The strings had the next turn on the program, with Elgar’s now-popular Serenade in E minor for strings , op. 20, originally for string orchestra but here played one on a part by Lowe, Haldan Martinson, second violin, Ansell, Babcock and Edwin Barker, contrabass. Elgar, himself a violinist, thought well of this piece as encapsulating something of the essence of string sonority. Except for the central movement (of three), a Larghetto, the sound and substance do not put one in mind of the composer of the Enigma Variations, the First Symphony and the Cello Concerto, but it is an engaging and diverting work all the same. Considering Elgar’s background, it comes somewhat as a surprise in this quintet version how prominent the viola is in the outer movements, which Ansell exploited with some delectably plummy tones. It may be inherent in the piece, but overall we derived more admiration for the BSCP’s precision and surface sheen than for any depth of feeling they may have been conveying.
The program returned to Britten for the finish, with the Sinfonietta providing a vehicle for the entire ensemble (minus the piano). Also in three movements, it opens in fragments that eventually coalesce into a proper theme. Britten’s early compositions, as we adumbrated earlier, tend to showboat a bit with his advanced instrumental and compositional tricks (not totally unlike Adès).
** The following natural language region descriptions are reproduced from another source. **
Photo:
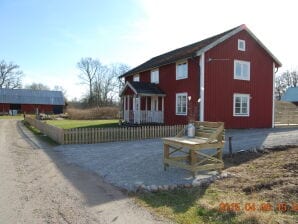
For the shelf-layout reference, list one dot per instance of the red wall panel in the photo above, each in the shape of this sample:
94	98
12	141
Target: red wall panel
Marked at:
171	86
30	108
220	84
4	108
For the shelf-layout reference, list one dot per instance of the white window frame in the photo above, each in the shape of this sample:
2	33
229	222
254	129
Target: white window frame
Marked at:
136	78
154	76
178	95
241	114
185	73
242	64
241	42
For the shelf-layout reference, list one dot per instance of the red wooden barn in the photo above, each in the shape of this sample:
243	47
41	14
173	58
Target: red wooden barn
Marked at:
30	101
228	77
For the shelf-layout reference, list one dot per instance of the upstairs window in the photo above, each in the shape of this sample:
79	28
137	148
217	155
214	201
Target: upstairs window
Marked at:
181	70
136	78
241	70
181	104
154	76
241	105
241	45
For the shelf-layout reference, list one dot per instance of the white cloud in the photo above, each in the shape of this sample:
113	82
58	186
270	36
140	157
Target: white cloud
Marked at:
169	24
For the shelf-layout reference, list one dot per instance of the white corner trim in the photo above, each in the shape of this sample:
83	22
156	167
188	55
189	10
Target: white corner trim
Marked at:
125	86
202	86
220	40
273	96
232	33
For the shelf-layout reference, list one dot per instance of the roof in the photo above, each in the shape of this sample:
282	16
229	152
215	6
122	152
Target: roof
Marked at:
143	88
28	96
193	50
291	95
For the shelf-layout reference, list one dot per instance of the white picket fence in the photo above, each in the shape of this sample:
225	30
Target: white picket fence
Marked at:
98	135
In this case, Britten demonstrated great imagination in his dispersal of thematic materials among the instruments and his exploitation of dry pizzicato in the development of the first movement and throughout the variation second movement. This latter also cultivates a pentatonic sound that conjures Debussy in all but harmony. The tarantella finale is the least Italianate one we’ve ever heard, and introduces some very characteristic Britten licks, such as his interlocking triadic arpeggios. Again, the BSCP performance was classy, unfussy and spirited, technically as adroit as the music.